The mass and energy release data for a circumferential break in the letdown line was analyzed using the Moody correlation and an fl/d value of 1.5 which yielded the following results: Mass discharge rate, lbm/sec - 374 Enthalpy (average), Btu/lbm - 555.8 This data was then analyzed as described in Section A.7.1.20. The volume of the piping room is 24,000 ft3 and the volume of the penetration room is 17,100 ft3. The two rooms are not connected. Each room contains a 21 ft² door which has been modified to provide fast opening at a small positive pressure. Each door provides vent area for its respective compartments. ARKANSAS NUCLEAR ONE Unit 1 Amendment No. 23 A.7-25 Two cases were run for each room, one assuming no vent area and the other assuming that the door was open at the beginning of the transient. For the no vent area cases, the pressure was found to be steadily increasing at rates of 2.8 psi per second and 4.0 psi per second in the piping and penetration rooms, respectively. With the assumption that the doors are open at the beginning of the transient, the volumes of the two subcompartments will affect the rates at which each pressurizes but the steady state pressure of each compartment will be identical if identical vent conditions exist. The peak pressure in the penetration room (worst case) is 1.0 psig and occurs at 0.75 seconds. The maximum temperature at 1.0 psig will be 215 F, the saturation pressure. The doors to each of these rooms have been modified to provide for rapid opening at a small positive pressure (less than 0.25 psig). The piping room and piping penetration room have been structurally analyzed and found able to withstand these internal pressures and concurrent jet forces.

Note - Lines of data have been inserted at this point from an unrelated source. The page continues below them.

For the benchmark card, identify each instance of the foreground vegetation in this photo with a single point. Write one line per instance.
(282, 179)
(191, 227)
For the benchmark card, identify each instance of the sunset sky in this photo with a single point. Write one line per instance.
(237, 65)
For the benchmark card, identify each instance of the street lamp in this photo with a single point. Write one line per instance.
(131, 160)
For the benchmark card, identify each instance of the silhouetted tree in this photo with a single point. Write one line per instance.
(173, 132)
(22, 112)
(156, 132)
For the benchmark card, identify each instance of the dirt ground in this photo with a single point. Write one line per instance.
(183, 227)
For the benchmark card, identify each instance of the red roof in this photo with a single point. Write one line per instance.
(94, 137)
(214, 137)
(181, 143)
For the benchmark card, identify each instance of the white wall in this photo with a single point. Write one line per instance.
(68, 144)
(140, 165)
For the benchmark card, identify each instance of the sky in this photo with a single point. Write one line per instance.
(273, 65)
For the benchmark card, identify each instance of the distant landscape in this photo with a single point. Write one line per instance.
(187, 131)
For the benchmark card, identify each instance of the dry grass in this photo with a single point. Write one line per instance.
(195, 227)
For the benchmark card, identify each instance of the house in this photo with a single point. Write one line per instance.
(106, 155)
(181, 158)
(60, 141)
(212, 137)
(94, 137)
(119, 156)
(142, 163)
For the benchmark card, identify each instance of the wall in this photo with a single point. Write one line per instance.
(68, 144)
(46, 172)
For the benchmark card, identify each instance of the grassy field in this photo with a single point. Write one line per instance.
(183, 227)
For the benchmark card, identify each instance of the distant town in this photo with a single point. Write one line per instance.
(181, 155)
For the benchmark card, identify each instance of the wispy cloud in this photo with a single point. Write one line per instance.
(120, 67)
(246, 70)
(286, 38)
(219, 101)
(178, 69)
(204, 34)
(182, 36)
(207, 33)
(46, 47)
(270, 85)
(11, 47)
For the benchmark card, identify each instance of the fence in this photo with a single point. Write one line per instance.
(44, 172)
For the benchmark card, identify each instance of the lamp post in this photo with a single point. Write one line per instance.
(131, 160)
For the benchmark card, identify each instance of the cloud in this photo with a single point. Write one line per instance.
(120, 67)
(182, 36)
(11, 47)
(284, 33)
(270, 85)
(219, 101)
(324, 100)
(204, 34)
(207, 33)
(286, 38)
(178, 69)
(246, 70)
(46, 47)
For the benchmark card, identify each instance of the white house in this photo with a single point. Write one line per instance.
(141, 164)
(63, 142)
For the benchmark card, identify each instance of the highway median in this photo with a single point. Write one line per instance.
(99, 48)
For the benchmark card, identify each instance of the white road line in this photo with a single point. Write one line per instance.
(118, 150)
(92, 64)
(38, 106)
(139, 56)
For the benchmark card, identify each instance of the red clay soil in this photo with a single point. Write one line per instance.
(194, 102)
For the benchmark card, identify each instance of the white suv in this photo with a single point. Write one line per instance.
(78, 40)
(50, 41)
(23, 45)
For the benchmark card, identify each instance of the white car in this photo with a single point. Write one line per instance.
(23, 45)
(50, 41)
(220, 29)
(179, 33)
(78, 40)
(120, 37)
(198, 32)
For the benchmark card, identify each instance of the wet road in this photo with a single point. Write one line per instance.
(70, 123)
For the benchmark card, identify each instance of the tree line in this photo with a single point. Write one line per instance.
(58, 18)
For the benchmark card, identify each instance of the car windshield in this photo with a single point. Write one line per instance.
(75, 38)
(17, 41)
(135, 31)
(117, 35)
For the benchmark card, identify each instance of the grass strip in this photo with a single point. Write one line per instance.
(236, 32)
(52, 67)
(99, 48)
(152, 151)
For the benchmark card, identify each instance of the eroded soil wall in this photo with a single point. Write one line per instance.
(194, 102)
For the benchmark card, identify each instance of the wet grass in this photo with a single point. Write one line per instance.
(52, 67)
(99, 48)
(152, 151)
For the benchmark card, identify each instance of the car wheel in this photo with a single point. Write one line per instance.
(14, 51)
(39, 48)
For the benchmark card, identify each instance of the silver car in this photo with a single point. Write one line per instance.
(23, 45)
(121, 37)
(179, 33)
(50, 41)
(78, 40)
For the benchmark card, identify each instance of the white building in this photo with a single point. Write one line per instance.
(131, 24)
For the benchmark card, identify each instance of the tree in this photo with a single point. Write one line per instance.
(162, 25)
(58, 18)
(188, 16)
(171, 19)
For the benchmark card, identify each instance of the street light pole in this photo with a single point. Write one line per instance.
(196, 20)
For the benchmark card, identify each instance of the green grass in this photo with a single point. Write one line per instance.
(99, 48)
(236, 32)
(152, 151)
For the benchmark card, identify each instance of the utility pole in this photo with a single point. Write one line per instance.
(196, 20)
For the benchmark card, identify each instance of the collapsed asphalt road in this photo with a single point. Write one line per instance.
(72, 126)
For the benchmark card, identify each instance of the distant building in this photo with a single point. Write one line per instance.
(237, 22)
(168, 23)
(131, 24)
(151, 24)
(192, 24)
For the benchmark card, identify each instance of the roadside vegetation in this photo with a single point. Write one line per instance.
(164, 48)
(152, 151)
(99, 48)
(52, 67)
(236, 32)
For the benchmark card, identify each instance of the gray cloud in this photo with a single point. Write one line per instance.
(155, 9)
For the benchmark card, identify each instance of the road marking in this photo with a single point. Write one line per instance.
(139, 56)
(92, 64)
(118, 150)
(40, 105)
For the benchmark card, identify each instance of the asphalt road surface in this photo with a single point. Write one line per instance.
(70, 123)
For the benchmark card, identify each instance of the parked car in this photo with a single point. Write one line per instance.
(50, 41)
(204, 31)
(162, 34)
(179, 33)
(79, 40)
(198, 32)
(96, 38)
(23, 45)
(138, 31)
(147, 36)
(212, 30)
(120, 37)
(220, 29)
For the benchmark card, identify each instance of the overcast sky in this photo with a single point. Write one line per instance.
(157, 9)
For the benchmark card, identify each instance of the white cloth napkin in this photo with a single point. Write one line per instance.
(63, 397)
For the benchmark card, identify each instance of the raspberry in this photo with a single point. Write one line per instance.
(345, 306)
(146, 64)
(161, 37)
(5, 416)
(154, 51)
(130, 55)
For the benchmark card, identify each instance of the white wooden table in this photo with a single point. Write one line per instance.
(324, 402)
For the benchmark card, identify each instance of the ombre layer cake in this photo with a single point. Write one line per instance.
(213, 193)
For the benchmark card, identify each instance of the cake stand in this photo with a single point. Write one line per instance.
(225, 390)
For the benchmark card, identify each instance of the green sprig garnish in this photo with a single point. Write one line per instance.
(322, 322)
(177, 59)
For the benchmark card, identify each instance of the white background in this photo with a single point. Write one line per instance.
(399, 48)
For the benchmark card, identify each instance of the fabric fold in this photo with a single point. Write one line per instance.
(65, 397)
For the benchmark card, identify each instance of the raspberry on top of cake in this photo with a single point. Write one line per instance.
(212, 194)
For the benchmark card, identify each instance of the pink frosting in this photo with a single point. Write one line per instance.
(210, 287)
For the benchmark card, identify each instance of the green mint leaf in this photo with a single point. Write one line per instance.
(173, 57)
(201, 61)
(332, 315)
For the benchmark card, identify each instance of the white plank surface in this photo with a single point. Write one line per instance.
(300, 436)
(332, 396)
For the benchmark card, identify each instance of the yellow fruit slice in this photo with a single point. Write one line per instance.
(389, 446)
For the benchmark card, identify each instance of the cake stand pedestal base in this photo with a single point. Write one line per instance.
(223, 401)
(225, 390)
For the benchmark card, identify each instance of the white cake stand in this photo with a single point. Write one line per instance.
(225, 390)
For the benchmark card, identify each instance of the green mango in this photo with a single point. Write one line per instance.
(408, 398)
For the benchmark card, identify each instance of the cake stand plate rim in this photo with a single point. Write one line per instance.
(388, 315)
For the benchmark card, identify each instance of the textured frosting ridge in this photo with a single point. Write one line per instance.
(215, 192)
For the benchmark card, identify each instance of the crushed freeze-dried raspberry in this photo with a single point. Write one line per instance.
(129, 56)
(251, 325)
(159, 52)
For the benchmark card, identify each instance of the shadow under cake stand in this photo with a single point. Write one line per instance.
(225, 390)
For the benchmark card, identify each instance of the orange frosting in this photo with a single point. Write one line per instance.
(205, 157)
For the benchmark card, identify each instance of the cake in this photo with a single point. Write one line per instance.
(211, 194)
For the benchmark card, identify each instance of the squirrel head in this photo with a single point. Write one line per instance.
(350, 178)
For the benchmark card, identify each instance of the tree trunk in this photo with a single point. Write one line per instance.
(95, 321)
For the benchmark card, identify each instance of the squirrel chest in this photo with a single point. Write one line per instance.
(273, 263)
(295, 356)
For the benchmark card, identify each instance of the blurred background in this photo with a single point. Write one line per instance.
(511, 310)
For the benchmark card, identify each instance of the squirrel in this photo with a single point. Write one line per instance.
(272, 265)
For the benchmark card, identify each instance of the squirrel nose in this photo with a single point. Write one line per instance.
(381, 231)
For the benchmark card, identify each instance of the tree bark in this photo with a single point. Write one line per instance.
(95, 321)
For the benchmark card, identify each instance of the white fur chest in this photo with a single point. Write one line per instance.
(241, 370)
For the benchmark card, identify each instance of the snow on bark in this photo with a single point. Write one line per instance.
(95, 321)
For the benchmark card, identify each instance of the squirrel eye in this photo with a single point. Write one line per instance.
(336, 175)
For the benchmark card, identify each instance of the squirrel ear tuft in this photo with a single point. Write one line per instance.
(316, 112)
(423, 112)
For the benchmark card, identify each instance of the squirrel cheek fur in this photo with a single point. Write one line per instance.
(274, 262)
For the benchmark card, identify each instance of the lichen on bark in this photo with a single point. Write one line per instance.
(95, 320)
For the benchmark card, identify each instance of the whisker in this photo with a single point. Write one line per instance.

In addition to these analyses, the letdown line break was reanalyzed for environmental qualification purposes as described in ANO Environmental Qualification - Environmental Service Conditions, Engineering Standard NES-13. The re-analysis provides additional analytical detail not afforded by the original analysis described above. A.7.4.21 Integrity of Containment Structure Since the reactor coolant letdown line is only 2 1/2 inches in diameter, any forces acting on the reactor building structure will not be significant enough to affect its integrity. A.7.5 STEAM GENERATOR AND PRESSURIZER SAMPLE LINES The 3/4-inch steam generator and pressurizer sample lines exit the reactor building and pass through the north piping penetration room en route to the sample room. The sample room is located just to the north of the penetration room. Each sample line contains both an internal and external reactor building isolation valve. The external isolation valve is located in the sample room. All reactor building isolation valves can be operated from the control room.
The reactor building isolation valves are normally closed so that the sample lines can be considered high energy lines only when sampling is actually in progress. During this time, the sample lines are being constantly monitored. A.7.5.1 Pipe Whip In accordance with the AEC criteria, pipe breaks in lines one inch nominal pipe size and smaller need not be considered. Therefore no pipe whip will occur. A.7.5.2 Criteria for Pipe Break Locations A critical crack, defined as one-half the pipe diameter in length and one-half the pipe wall thickness in width, is postulated to occur at any location. A.7.5.3 Criteria for Pipe Break Orientation A critical crack is assumed to be oriented at any point around the pipe circumference.
ARKANSAS NUCLEAR ONE Unit 1 Amendment No. 23 A.7-26 A.7.5.4 Summary of Dynamic Analysis Not applicable. A.7.5.5 Protective Measures No additional protective measures are necessary to protect safety related systems, structures, and components from the jet impingement resulting from a critical crack in either of the sample lines. A.7.5.6 Evaluation of Category 1 Structures Not applicable. A.7.5.7 Structural Design Loads Not applicable. A.7.5.8 Load Reversal Analysis Not applicable. A.7.5.9 Structural Effects of Openings No new openings are required. A.7.5.10 Effect of Structural Failure No structures will fail. A.7.5.11 Verification That Pipe Rupture Will Not Affect Safety There will be no significant environmental consequences as a result of a crack in the sample system piping.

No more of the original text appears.